This is a relatively brief post, with hopes to help educate those who are starting off with vSphere and are using local storage for reasons such as a proof of concept (POC) or rules of scale (perhaps an SMB).
Throughout the VMware Technology Network forums, one of the most popular question I see basically states the following:
- The user had Windows Server running on a piece of physical hardware (such as an HP or Dell rack server).
- They then installed the VMware hypervisor and loaded a few VMs.
- Write speeds were recorded as being very sluggish, often in the 3 to 5 MBps range. When the Windows Server was on the box, they could write 50 or more MBps.
Comparing Write Methods
Without getting too entrenched into a technical deep dive, there are two basic ways to write to disk when a raid controller is involved.
With this method, the server sends blocks to the controller to be written. The controller writes the data to the disk as soon as the disks have an opportunity to seek and find a place to write. Once the write is successful, the controller reports back to the server that the operation was successful. The server then sends more data to write. This is a very “synchronous” process of send, wait, write, continue. It is also very slow, but is the only safe way to ensure that data is actually written before moving on.

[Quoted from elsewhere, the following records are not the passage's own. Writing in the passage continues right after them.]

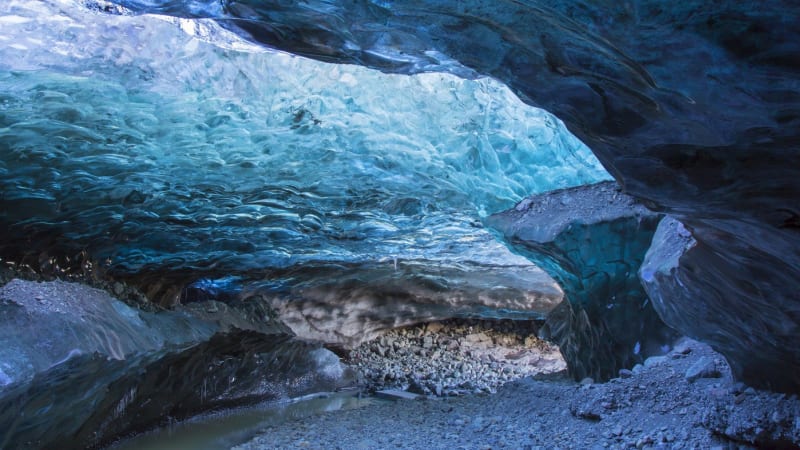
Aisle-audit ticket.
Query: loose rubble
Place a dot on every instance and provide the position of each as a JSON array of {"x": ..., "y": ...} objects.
[
  {"x": 455, "y": 357},
  {"x": 654, "y": 406}
]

The write-back method incorporates an additional piece of hardware: a piece of cache (memory). Typically, this is accompanied by a battery on the controller (something that looks like a small 9V battery hooked in using a 2 – 4 pin connector). In some cases, the battery backup is supplied by the UPS further upstream. When the server sends data to the controller, the controller stores the data in cache and sends a report back to the server that the write was successful immediately. The server will continue sending more data until the cache is filled. Meanwhile, the controller is feeding the blocks to the disks when the disks are ready to perform writes, which involves the usual seeking time to find a place to write. By making the action asynchronous, in which the server is decoupled from the whole “wait on disk” part, writes become much quicker.
Why Does ESX Seem So Much Slower?
To compensate for write-through scenarios, a server will often use it’s own RAM to assist in the caching process. When a Windows Server OS is loaded on the physical hardware that does not use write-back (typically because the controller has no cache or does not have a battery backup), it can drop large amounts of data into memory and feed that to the controller to be written. Even VM guests can take advantage of this, as they have dedicated amounts of memory (although usually not that much) to use.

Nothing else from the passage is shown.